Data and machine learning hold transformative potential for the healthcare sector, propelling it towards a future of personalized and preventative medicine. As we amass vast volumes of health-related data from sources like electronic medical records, wearable devices, and genetic tests, machine learning algorithms can analyze this data to extract valuable insights. These insights can enhance diagnosis by identifying patterns undetectable by the human eye, predict disease progression by learning from past medical histories, and even personalize treatment plans by considering individual genetic makeup and lifestyle factors.
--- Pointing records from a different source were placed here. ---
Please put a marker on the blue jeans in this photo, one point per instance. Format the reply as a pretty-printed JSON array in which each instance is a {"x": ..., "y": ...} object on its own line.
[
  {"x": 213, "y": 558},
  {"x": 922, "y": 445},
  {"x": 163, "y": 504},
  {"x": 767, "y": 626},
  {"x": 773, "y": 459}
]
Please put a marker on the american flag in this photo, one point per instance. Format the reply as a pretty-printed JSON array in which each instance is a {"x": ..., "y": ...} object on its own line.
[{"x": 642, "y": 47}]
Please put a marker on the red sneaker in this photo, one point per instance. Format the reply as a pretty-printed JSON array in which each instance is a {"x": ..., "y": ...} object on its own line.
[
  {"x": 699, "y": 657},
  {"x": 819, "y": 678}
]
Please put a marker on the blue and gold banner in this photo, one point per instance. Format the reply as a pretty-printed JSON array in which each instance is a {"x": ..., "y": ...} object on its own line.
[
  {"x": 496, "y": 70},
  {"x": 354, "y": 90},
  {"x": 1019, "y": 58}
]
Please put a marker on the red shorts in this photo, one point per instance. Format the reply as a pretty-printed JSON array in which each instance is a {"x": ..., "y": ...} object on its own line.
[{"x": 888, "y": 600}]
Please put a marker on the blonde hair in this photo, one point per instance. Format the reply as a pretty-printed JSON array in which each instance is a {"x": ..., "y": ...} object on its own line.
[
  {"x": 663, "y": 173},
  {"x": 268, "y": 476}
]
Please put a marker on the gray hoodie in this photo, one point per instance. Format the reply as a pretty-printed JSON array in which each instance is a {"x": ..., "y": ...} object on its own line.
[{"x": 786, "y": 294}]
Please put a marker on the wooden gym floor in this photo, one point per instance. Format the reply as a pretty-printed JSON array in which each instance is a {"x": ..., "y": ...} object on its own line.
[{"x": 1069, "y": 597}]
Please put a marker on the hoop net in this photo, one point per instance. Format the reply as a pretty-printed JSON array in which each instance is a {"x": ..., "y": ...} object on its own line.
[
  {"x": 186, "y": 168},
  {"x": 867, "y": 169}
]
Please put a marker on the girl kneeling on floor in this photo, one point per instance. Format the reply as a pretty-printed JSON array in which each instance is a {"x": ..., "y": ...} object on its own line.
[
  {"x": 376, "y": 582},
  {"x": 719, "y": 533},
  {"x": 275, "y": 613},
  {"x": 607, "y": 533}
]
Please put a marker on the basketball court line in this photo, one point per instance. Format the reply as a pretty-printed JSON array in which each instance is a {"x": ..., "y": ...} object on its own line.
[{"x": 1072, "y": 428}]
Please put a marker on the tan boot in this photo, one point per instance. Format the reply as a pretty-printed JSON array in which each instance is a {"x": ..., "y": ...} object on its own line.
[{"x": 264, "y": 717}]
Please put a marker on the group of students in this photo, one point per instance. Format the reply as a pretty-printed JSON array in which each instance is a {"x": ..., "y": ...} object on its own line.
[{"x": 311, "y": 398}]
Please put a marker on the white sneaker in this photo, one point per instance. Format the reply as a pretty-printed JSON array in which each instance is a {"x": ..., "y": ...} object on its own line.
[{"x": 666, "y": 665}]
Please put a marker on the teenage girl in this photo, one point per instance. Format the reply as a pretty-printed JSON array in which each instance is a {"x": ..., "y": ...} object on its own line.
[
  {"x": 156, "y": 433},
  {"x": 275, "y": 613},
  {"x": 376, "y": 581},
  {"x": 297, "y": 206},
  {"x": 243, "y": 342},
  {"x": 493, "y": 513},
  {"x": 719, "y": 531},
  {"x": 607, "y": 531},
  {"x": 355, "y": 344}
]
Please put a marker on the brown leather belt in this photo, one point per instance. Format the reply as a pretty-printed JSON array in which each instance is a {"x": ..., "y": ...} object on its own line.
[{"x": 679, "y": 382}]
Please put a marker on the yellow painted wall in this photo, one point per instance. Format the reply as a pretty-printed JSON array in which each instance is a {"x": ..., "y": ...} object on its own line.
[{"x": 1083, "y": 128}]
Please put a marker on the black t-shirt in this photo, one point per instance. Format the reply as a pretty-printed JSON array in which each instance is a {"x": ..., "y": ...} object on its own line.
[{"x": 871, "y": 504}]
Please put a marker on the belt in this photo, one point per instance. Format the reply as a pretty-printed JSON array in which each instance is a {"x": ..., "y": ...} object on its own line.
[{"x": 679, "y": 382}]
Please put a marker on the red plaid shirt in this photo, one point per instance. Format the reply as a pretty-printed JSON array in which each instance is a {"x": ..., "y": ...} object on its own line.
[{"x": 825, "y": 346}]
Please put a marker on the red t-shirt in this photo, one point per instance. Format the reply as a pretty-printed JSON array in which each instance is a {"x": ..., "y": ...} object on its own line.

The fusion of data and machine learning has the potential to revolutionize healthcare, making it more accurate, efficient, and patient-centric.
Dina Katabi, MIT CSAIL member, Andrew & Erna Viterbi Professor of Electrical Engineering and Computer Science at MIT, and co-founder of Emerald Innovations, is transforming healthcare by enabling continuous collection of data about patience using insights from WiFi fields computed by machine learning. Prof. Katabi sees the future of healthcare firmly anchored in a data-centric approach. The key to future healthcare transformations, lies in the continuous collection of clinical data. The future has us gathering ongoing clinical data from patients within the comforts of their homes. Using this data, it will be possible to monitor symptoms in real time, track the patient progression over long periods of time, and use machine learning to gain preemptive insights. This will empower doctors to intervene at early stages, averting hospitalizations, and ultimately, enhancing patient outcomes.
Today’s practice for sleep studies is to tether subjects to an array of needles, electrodes, and intricate monitoring devices, prompting the audience to reflect on the emotional and physical implications of such a scenario. However, comfort is not the only drawback of today’s approaches for collecting patient data. “(In traditional methods) we are getting sporadic data, we get some data points here,” says Katabi. “And another data point later, six months later when the patient takes another test …(this way) we are unable to track the dynamics of symptom evolutions in diseases.”
The alternative is ongoing data collection, with the novel technical solution provided by wireless systems that use ubiquitous radio signals to get patient data on vitals and more, at home or anywhere else, all of the time. Using machine learning, wireless systems can discern individuals’ activities, such as sitting or moving around. Such vital data, when linked with real-life contexts, significantly enhances the accuracy and sensitivity of the well-being assessment and diagnosis of a range of conditions: sleep monitoring, Parkinson’s disease and Alzheimer’s disease.
Sleep can serve as a mirror for various health conditions. Indicators such as early rapid eye movement during sleep stages may hint at depression, and interrupted slow-wave sleep might signal the onset of Alzheimer’s disease. Moreover, these systems have the potential to diagnose Parkinson’s disease, which is currently the world’s most rapidly proliferating neurological condition, through patient breathing analysis.
Current methods of diagnosing Parkinson’s often fall short, identifying the disease only when significant damage has already occurred. As Prof. Katabi notes, “By the time we diagnose the disease, almost 50% to 80% (of the eventual) impairment already exists in the brain, and our dopamine capability. Dopamine is the underlying problem with Parkinson’s. So … by the time we diagnose it, it can be 80% (of) the brain is damaged. And you can understand why it’s very hard to develop drugs for Parkinson’s, or to treat Parkinson’s.”
Offering an alternative, Prof. Katabi’s Emerald system has demonstrated remarkable potential, achieving up to 90% accuracy in preliminary findings. This level of accuracy is based on follow-up data from a comprehensive study involving roughly 7600 patients.
Incorporating continuous time data collection in healthcare using ambient WiFi detectable by machine learning promises an era where early and accurate diagnosis becomes the norm rather than the exception. This technology has the potential to significantly improve treatment outcomes but paves the way for a proactive approach to health management.